Hi Joel,
On 14 June 2018 at 11:26, Patrick Bellasi patrick.bellasi@arm.com wrote:
On 13-Jun 21:26, Joel Fernandes wrote:
Hi Dietmar,
On Mon, Jun 11, 2018 at 02:44:47PM +0200, Dietmar Eggemann wrote:
On 06/08/2018 05:54 PM, Joel Fernandes wrote:
From: "Joel Fernandes (Google)" joel@joelfernandes.org
Here's a very rough patch just to discuss prevention of decay of CPU/task's util_avg signal incase its preempted by RT or DL. Its likely not correct and needs more work but it solves the issue I see with my synthetic test.
To reproduce the issue, I wrote a synthetic rt-app test with RT task preempting a 100% CFS task for 300ms. https://pastebin.com/raw/rXNmRUZY I have seen in traces that the util_avg decays quickly even before the RT task sleeps.
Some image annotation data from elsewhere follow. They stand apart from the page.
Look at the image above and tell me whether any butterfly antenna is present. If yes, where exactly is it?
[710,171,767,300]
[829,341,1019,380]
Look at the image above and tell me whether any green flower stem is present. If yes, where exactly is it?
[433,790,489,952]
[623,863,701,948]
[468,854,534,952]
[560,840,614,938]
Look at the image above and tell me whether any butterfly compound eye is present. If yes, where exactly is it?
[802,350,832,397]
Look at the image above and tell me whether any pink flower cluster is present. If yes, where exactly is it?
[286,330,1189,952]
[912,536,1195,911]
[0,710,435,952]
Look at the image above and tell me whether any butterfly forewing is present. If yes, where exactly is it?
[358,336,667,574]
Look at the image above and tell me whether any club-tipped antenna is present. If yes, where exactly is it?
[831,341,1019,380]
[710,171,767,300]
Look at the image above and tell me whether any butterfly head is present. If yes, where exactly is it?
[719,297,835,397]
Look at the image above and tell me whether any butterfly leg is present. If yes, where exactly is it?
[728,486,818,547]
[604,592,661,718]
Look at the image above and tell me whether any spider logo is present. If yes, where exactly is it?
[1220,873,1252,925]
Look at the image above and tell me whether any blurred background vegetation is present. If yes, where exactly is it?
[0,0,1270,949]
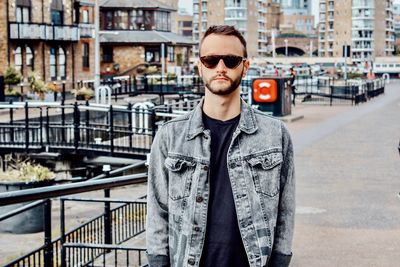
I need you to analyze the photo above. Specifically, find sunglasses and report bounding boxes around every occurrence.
[200,55,246,69]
The idea is to mark the CFS class from put_prev_task_fair if the task was running while the put_prev_task() happened and unmark it from pick_next_task_fair. This approach also keeps the solution of this within CFS without modification to other classes. What do you think?
Note:
- Just for demo/trial, I took a full int from sched_avg. I am open to any ideas on a flag we can set, all that's needed is 1 bit.
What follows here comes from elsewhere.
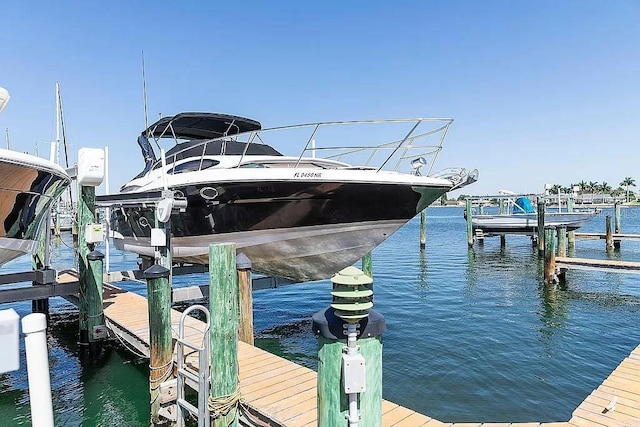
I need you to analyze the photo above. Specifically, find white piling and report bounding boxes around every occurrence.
[22,313,53,427]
- The current UTIL_EST design cannot prevent this issue because it relies on task's sleeping and infact could be affect by this issue itself incase task's util-est EWMA hasn't built up.
- Vincent's patches for PELT in DL/RT are still needed for correct OPP selection and estimation of capacity_of etc. This patch solves a different issue.
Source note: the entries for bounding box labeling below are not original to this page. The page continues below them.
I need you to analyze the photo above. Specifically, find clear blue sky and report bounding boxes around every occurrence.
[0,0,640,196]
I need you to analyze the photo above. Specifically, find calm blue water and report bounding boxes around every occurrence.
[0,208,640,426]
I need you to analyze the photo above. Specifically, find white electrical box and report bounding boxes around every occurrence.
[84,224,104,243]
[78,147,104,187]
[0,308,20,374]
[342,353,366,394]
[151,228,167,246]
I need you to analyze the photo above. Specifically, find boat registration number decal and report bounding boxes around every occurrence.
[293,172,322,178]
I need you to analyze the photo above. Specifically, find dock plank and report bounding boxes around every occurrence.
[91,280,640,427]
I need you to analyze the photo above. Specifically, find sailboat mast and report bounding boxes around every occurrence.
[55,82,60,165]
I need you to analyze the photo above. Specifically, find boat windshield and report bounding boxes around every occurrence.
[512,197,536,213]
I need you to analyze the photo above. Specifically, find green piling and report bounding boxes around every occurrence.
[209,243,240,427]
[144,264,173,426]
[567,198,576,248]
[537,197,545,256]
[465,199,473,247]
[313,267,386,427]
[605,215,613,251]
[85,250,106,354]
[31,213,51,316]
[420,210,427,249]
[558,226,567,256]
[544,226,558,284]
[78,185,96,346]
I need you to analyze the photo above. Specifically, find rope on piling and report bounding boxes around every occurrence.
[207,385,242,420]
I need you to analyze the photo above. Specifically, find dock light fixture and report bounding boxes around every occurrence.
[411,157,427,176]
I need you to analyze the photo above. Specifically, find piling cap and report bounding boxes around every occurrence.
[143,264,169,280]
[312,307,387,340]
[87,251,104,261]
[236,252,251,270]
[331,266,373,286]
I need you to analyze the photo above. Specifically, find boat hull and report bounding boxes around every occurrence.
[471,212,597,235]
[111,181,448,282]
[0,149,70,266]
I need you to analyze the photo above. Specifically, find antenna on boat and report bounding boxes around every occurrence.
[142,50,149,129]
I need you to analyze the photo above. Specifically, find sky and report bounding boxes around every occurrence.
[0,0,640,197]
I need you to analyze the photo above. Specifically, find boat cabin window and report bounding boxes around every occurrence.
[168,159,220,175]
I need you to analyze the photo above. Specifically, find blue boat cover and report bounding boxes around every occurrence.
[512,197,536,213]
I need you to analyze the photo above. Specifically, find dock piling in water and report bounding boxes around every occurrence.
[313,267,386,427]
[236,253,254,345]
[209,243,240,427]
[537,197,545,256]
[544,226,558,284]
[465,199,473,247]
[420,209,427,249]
Utilization (util_avg) is defined as 'accrue+decay' when running and 'decay' when !running. IMHO, this fundamental thing shouldn't be changed. Especially if you do this 'time warping' only for a subset of involved entities (in this case tasks and root cfs_rq's).
Ok.
[...]
diff --git a/include/linux/sched.h b/include/linux/sched.h index ca3f3eae8980..46b686192641 100644 --- a/include/linux/sched.h +++ b/include/linux/sched.h @@ -404,6 +404,7 @@ struct sched_avg { unsigned long runnable_load_avg; unsigned long util_avg; struct util_est util_est;
- int freeze_updates; } ____cacheline_aligned; struct sched_statistics {
diff --git a/kernel/sched/fair.c b/kernel/sched/fair.c index 09b7eb69802c..521656b05b22 100644 --- a/kernel/sched/fair.c +++ b/kernel/sched/fair.c @@ -3103,6 +3103,13 @@ accumulate_sum(u64 delta, int cpu, struct sched_avg *sa, u32 contrib = (u32)delta; /* p == 0 -> delta < 1024 */ u64 periods;
- /*
- If an update is supposed to be skipped, then do nothing.
- sa->last_update_time should still moves forward.
- */
- if (sa->freeze_updates)
return 0;
So load(_avg) and runnable_load(_avg) would be affected as well. Why?
The way I was thinking about it was, none of the definitions of sched_avg should hold when RT preempts CFS. Basically the sched_avg gets frozen (all entries of it during this preemption). Essentially we pause the load-tracking of CFS in such case. Do you have a scenario in mind where freezing of the load_avg may not be desirable?
I _think_ this proposal has (at least) the same issue of my previous one: it inflates tasks utilization by freezing (i.e. ignoring) preemption time and thus reducing by consequence the task periods.
Vincent come up with a really good exaplaination here: 20180606103809.GG31675@e110439-lin https://lkml.org/lkml/2018/6/6/256
Can you please better check if the above reasoning / explaination matches your proposal too?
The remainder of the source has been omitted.